BOSTON--In Monday night's American League game between New York and Toronto, a 3-2 Yankee win in 11 innings, the winning run scored when Jays' shortstop Tony Fernandez bobbled Derek Jeter's routine grounder with two outs in the 11th.
The miscue by the usually sure-handed Fernandez prompted Yankee radio announcer John Sterling to remark in his amiably pretentious baritone, "Anyone who thinks they can predict baseball is crazy."
Shift to Northeastern versus Harvard, Fenway Park, yesterday afternoon. Sterling's statement faces its harshest possible test, as a reporter has the unique opportunity to compare the prognostication talents of ESPN baseball analyst Peter Gammons and some yahoo in the stands behind him.
Gammons was one of the handful of people scattered throughout the Fenway stands yesterday, and one can only imagine that he came to see what four of New England's best baseball teams had to offer in the way of potential Major League talent. In the Harvard-Northeastern game, the obvious choices were Harvard centerfielder Brian Ralph and Northeastern first baseman Carlos Pena.
Ralph is the Crimson's answer to Jerry McCall of computer Hardball fame--he hits, he runs, he catches, and lately he's been doing it out of the leadoff spot. Ralph, the reigning Ivy Player of the Year, has been hailed by some as one of the best defensive centerfielders in collegiate baseball. Combine such an accolade with his .410 batting average and .692 slugging percentage--plus the team lead in home runs despite missing over half of Harvard's games with a broken hand--and you get the Crimson's best draft prospect in years.
Pena is Northeastern's Hank Contos, an athletic first baseman who hits for both power and average.
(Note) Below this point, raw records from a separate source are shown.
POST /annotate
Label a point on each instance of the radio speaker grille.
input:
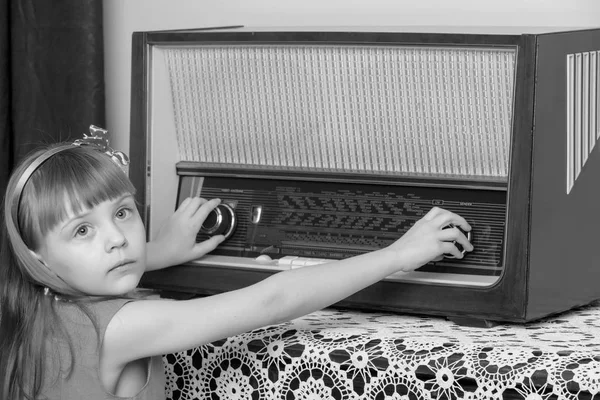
(403, 110)
(583, 101)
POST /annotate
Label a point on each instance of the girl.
(72, 323)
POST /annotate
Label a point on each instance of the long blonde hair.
(28, 317)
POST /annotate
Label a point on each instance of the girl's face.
(99, 251)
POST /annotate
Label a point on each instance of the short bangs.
(85, 177)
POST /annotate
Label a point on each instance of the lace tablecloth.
(333, 354)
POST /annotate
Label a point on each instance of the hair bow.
(98, 138)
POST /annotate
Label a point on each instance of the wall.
(122, 17)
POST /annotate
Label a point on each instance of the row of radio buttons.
(292, 262)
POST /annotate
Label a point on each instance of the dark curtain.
(51, 74)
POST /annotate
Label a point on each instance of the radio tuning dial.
(220, 221)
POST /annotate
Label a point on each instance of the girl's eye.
(123, 213)
(82, 231)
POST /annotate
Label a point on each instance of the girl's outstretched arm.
(175, 242)
(154, 327)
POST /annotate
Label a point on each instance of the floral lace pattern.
(338, 355)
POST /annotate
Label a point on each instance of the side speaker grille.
(583, 100)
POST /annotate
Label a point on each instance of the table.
(341, 354)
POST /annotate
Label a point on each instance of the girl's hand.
(175, 242)
(430, 238)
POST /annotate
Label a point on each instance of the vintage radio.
(324, 144)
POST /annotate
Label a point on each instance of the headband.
(98, 139)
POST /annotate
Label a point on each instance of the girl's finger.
(450, 249)
(207, 246)
(449, 218)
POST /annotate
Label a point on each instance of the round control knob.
(220, 221)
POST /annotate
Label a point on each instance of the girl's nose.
(115, 238)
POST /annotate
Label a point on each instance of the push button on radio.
(220, 221)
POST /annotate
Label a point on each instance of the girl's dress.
(84, 381)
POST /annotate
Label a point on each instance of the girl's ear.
(38, 257)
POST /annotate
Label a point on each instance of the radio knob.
(458, 246)
(220, 221)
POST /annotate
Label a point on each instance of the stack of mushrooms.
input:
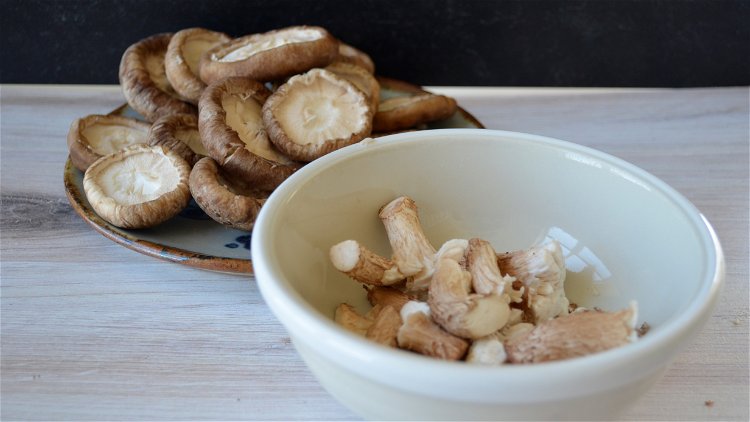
(465, 301)
(228, 119)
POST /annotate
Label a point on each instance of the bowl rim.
(650, 353)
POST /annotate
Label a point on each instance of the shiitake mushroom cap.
(139, 186)
(225, 145)
(315, 113)
(85, 145)
(144, 82)
(264, 57)
(226, 199)
(182, 59)
(178, 132)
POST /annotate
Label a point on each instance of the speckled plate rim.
(131, 240)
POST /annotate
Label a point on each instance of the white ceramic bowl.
(626, 236)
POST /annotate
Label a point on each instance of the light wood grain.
(93, 331)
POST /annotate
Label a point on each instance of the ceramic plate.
(192, 238)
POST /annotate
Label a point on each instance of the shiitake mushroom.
(231, 128)
(144, 82)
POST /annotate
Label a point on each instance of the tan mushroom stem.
(350, 319)
(574, 335)
(364, 265)
(485, 273)
(541, 269)
(487, 351)
(387, 296)
(412, 252)
(385, 326)
(460, 312)
(421, 335)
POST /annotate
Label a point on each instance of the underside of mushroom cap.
(271, 55)
(315, 113)
(96, 135)
(144, 82)
(140, 186)
(231, 128)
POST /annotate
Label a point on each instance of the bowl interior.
(625, 235)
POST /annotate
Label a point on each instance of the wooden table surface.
(94, 331)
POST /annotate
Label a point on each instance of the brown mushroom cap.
(144, 82)
(139, 186)
(93, 136)
(182, 59)
(178, 132)
(361, 78)
(315, 113)
(271, 55)
(225, 199)
(351, 54)
(231, 128)
(399, 113)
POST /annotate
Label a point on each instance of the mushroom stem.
(385, 326)
(541, 270)
(420, 334)
(349, 318)
(387, 296)
(574, 335)
(481, 260)
(412, 252)
(460, 312)
(364, 265)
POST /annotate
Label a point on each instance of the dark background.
(672, 43)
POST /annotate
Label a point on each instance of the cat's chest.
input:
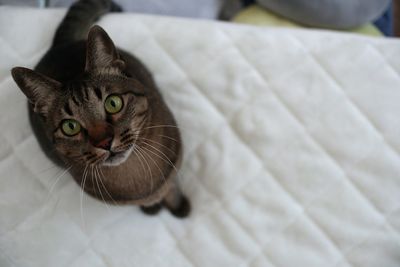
(140, 176)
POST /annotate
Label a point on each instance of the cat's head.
(95, 120)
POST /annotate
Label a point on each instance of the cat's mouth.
(117, 158)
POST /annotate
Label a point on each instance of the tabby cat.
(96, 110)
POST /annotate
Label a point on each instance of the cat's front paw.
(152, 210)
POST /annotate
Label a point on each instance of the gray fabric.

Pena is a preseason All-American, and College Baseball New England projects him as a top-five pick in the June amateur draft.
Gammons may have come to see Pena and Ralph strut their stuff, but what he got was a clinic by the Harvard baseball team. Captain David Forst--known early in his career as a "good field, no hit" shortstop, continued his offensive emergence, going 4-for-4 and rocketing a couple of doubles off of Fenway's vaunted Green Monster.
Junior Brett Vankoski, the Crimson's platoon designated hitter, made the most of his two at-bats by tagging two singles and driving in three runs. And Quinn Schafer, who was making his first start of the season and had pitched all of six innings entering the Beanpot, pitched four and two-thirds innings of two-hit, shutout baseball.
Meanwhile Pena, probably the best player in either dugout, was 0-for-4 with a strikeout. And while Ralph went the way of his team, going 2-for-4 with two runs scored and a couple of RBI, he hit a weak grounder to second with the bases loaded and one out in the seventh. The game was essentially over, but Gammons was conspicuously observing the at-bat from the third base stands, likely unbeknownst to Ralph.
ESPN pays Gammons the big bucks to find greatness before anyone else. And he found yesterday's greatness where one would least expect it.
The yahoo fared no better.
He showed up in the ninth inning clearly expecting a Northeastern win. It should have at least been competitive--these same two teams met a month ago in Florida, and Harvard needed a ninth-inning rally to sweat out a 9-8 victory. Indeed this Northeastern team is not much different from the one that reached the NCAA Regionals last season.
But 11-0 it was. And the yahoo was undaunted.
"Get that goose egg off the scoreboard," he yelled at the final Huskies batter in the ninth. "The wall ain't that far away."
When senior John Wells fanned the hitter on a nasty offspeed pitch to end the game, the yahoo stopped mid-sentence.
"Good pitch, kid," he said. "Way to take a little off the ball."
So Wells and the Harvard baseball team managed to surprise both our yahoo and Peter Gammons.
"Baseball is baseball," the yahoo said at the end of the game.
And it always will be. That's about the only safe prediction you can make.